No More Mdina Landscapes

Lisa Falzon (b. 1983)

Acrylic on canvas. 65cm x 65cm. 2006.

Lisa Falzon draws her inspiration from the notions of femininity – vulnerability, tenderness, protection and inner strength- to render her images into visual metaphors and stories. Such a narrative develops in her early work ‘No More Mdina Landscapes’ and provokes the viewer to question their opinions on what constitutes true progress.

No More Mdina Landscapes, is at first glance a rather ‘cute’ image of a girl seated on a rubble wall, making a hand gesture inviting the viewer to keep a secret. Upon further inspection it is evident that the secret we are entrusted with is far from childlike or innocent but pushes forward an ecological message. The artist toys with the viewer’s thoughts on how we treat our natural and urban landscape. On the one hand the view of Mdina is burning against a beautiful cerulean blue sky, and on the other the girl sits on a traditional rubble wall cheekily holding the match. A harsh question is asked: should we hold on to our traditional landscape or should we make way for urban development?

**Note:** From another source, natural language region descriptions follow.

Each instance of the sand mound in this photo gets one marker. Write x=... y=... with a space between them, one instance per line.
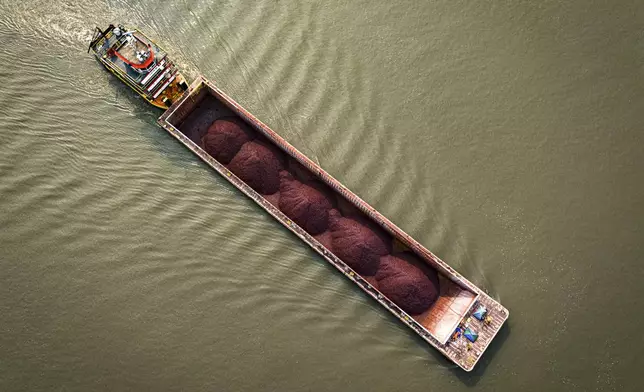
x=305 y=205
x=258 y=165
x=357 y=243
x=225 y=137
x=409 y=287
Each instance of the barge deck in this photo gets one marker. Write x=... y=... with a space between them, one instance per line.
x=463 y=321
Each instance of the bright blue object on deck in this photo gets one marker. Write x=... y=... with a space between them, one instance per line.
x=470 y=335
x=480 y=312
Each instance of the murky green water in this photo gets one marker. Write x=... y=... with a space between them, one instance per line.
x=505 y=136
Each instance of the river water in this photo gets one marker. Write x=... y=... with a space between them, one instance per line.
x=505 y=136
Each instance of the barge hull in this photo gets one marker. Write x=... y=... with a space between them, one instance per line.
x=460 y=351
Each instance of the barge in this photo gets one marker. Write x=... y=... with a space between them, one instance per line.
x=462 y=319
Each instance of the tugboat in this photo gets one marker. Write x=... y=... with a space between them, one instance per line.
x=139 y=63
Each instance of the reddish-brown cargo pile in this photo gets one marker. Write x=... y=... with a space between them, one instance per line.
x=358 y=244
x=292 y=188
x=225 y=137
x=258 y=165
x=411 y=288
x=306 y=205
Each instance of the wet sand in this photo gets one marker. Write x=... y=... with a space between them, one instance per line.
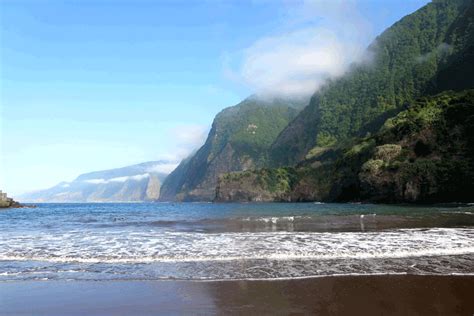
x=348 y=295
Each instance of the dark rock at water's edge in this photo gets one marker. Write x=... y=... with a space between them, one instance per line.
x=422 y=155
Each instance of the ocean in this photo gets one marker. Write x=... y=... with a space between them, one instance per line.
x=205 y=241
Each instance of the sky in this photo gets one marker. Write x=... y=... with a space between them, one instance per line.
x=92 y=85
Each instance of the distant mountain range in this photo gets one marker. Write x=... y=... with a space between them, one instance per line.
x=136 y=183
x=397 y=127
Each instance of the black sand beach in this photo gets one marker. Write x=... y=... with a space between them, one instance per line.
x=345 y=295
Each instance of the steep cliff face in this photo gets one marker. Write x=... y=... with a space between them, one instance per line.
x=135 y=183
x=424 y=53
x=239 y=140
x=423 y=154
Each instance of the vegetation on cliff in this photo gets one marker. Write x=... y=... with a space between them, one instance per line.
x=425 y=153
x=239 y=140
x=424 y=53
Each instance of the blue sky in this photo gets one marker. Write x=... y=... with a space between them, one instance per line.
x=91 y=85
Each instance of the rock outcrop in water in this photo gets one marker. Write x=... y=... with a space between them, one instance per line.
x=6 y=202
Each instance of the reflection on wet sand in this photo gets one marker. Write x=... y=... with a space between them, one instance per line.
x=351 y=295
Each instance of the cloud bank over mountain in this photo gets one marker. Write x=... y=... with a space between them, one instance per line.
x=317 y=40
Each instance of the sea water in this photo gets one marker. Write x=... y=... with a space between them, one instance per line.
x=205 y=241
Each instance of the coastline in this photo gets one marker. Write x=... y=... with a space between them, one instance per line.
x=335 y=295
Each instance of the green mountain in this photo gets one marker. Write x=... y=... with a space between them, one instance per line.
x=239 y=140
x=376 y=134
x=136 y=183
x=424 y=53
x=423 y=154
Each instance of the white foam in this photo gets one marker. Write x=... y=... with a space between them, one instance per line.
x=145 y=247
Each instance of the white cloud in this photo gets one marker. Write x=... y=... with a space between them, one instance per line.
x=318 y=40
x=187 y=138
x=163 y=168
x=137 y=177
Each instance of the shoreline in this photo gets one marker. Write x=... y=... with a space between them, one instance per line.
x=368 y=295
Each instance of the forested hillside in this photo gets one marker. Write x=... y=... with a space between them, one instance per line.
x=424 y=53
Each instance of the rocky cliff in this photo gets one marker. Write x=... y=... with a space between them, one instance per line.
x=423 y=154
x=239 y=140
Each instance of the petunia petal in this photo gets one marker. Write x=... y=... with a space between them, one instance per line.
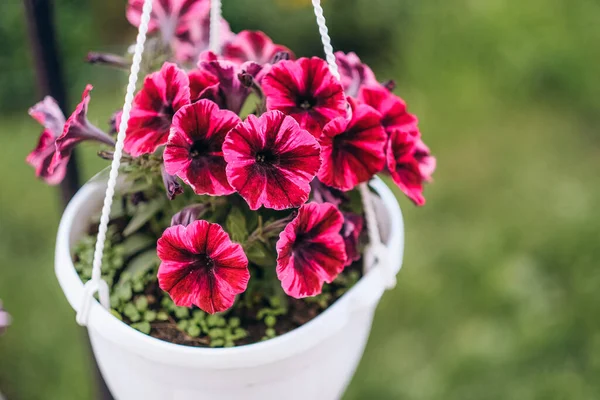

This work raises the same questions as the Pop-Surrealist artist Mark Ryden, whose works in ‘The Tree Show’ also encourage the viewer to think about the environment. Both artists use innocent characters which at first glance lull the viewer into a false sense of security-“this is simply a pretty painting” – but upon deeper inspection sends a message that penetrates on multiple levels and reflects upon the values by which we live.